Le point presse hebdomadaire des Républicains ce lundi 21 septembre, deux jours après la manifestation inédite et d’ampleur des maires de France sur l’ensemble du territoire a été l’occasion pour Patrick Ollier, député-maire de Rueil-Malmaison (Hauts-de-Seine) et Délégué aux Relations avec les groupes parlementaires de rappeler les raisons de la colère des maires qu’ils soient de droite ou de gauche.

« Avec une brutalité exceptionnelle, le gouvernement a fait voter une loi qui coupe brusquement 11 milliards d’euros aux collectivités », dénonce Patrick Ollier soulignant que cette baisse drastique des dotations de l’Etat aux collectivités correspondait, en moyenne, à un retrait de 30%. « Si nous estimons que les communes doivent elles aussi envisager des économies, nous déplorons l’absence de concertation du gouvernement qui nous aurait permis de décider ensemble ce qu’il fallait faire. Avec un tel retrait historique de dotation de l’Etat, les collectivités locales se retrouvent face à un effet ciseau qui s’ajoute aux dépenses que l’Etat nous a imposées comme les rythmes scolaires », poursuit Patrick Ollier soulignant les conséquences catastrophiques pour les communes. « Cet effet de cumulation du gouvernement entre baisse des dotations et augmentation des dépenses imposées fait que les maires sont confrontés à un problème quasiment insoluble si bien qu’ils sont obligés, ici d’augmenter des tarifs, là de supprimer des services et un peu partout de beaucoup moins investir.
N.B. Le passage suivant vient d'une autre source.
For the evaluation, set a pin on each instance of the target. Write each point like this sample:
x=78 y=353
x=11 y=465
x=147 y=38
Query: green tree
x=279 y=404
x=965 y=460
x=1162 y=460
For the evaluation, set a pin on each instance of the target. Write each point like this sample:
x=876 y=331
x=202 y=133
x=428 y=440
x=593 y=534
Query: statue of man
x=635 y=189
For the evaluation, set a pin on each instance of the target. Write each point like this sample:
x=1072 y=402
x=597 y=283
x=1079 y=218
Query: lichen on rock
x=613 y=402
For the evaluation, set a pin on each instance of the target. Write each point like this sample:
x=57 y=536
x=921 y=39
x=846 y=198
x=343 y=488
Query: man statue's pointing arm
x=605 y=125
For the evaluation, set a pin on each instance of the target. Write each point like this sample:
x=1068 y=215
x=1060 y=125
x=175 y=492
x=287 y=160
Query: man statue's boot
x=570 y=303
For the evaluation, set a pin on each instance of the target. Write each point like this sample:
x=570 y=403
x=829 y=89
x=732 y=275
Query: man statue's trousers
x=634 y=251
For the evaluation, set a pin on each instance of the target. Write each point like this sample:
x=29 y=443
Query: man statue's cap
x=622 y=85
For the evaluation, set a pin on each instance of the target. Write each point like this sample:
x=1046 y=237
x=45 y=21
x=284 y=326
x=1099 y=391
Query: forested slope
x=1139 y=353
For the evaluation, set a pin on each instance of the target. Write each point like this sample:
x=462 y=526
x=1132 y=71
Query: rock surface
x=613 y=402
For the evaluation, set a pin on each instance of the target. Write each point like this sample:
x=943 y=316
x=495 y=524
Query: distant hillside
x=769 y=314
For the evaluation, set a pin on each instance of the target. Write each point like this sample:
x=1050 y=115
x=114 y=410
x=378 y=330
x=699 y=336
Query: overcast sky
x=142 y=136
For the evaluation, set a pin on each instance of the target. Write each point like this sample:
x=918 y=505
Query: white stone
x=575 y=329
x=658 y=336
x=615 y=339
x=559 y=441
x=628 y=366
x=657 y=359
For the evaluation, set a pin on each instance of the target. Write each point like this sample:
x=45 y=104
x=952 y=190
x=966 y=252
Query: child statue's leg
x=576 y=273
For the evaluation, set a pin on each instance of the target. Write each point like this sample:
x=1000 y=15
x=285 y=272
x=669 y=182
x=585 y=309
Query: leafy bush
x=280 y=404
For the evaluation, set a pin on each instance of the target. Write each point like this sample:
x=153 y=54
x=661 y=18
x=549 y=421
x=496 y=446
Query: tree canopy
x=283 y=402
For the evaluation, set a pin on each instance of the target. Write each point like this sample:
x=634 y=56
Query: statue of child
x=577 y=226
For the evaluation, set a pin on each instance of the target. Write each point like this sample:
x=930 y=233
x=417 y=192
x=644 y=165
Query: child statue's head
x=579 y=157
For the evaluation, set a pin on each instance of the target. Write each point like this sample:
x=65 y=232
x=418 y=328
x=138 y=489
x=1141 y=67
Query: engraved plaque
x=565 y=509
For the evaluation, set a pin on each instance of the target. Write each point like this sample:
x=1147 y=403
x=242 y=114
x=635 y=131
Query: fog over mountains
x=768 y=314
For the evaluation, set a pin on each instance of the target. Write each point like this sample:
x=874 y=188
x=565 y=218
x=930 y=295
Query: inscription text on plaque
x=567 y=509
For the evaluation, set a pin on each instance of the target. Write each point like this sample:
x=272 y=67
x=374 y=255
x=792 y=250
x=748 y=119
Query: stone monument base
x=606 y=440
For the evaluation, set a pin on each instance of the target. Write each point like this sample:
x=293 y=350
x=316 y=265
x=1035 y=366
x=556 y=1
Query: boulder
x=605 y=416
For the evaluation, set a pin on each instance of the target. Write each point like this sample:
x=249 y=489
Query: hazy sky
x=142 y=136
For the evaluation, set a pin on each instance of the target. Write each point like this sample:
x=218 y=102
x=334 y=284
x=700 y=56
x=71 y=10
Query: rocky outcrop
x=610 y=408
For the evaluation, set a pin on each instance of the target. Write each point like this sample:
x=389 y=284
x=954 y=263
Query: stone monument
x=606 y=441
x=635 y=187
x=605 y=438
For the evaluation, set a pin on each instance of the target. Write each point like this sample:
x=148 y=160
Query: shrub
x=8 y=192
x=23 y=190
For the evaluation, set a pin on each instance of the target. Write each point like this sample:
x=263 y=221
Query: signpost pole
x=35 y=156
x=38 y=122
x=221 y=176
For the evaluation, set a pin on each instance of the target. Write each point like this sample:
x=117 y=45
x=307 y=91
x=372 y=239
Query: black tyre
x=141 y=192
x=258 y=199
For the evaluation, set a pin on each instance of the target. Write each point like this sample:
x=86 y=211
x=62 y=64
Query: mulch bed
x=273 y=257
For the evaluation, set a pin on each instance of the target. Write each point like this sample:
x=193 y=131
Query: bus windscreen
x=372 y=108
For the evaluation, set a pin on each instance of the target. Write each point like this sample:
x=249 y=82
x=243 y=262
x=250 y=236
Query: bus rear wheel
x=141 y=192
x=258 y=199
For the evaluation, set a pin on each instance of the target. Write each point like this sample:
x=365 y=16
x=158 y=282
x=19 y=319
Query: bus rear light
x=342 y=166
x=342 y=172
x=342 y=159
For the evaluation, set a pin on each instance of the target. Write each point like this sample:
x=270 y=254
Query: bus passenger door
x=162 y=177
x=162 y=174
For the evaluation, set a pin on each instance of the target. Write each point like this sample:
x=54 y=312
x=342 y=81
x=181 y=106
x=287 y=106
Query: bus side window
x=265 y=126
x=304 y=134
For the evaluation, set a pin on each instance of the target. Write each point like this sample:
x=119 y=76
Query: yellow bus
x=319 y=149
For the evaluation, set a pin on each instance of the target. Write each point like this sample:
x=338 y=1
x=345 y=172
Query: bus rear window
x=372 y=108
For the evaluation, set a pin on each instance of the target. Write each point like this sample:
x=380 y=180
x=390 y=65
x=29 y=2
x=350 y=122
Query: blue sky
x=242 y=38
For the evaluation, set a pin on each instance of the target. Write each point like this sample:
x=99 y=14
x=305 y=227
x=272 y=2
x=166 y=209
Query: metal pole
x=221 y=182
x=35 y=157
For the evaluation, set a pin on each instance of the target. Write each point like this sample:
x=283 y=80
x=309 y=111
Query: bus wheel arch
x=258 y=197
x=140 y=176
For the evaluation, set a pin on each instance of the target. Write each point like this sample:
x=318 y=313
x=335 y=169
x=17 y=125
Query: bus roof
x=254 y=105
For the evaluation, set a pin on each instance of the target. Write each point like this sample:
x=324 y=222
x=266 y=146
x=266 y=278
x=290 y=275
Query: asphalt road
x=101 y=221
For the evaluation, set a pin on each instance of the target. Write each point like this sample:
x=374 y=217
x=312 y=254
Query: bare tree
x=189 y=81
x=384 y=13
Et derrière des investissements qui ne se font plus, ce sont des entreprises qui souffrent ou qui ferment », pointe Patrick Ollier.

Comme un effet dominos. « Et si on ajoute à cela la volonté du gouvernement socialiste de ne pas desserrer les normes qui étouffent les collectivités locales, nous avons un ensemble explosif ». D’où cette manifestation, samedi, qui a poussé des milliers de maires dans la rue, dans des actions nationales et locales, pour marquer leur mécontentement et expliquer aux citoyens les conséquences concrètes de cette baisse drastique des dotations décidée par le gouvernement socialiste.

Cette manifestation est intervenue le lendemain de l’annonce, par l’agence Moody’s, de la dégradation de la note de la dette tricolore, la troisième fois sous le quinquennat de François Hollande.

« Ce nouveau tassement n’est pas encore compris dans les calculs et les bilans de Moody’s », remarque Patrick Ollier trouvant au passage « scandaleux que l’on demande aux communes françaises d’accomplir 25% des efforts alors qu’elles ne portent que 9,5% de la dette publique. Il y a quelque chose qui n’est pas logique ».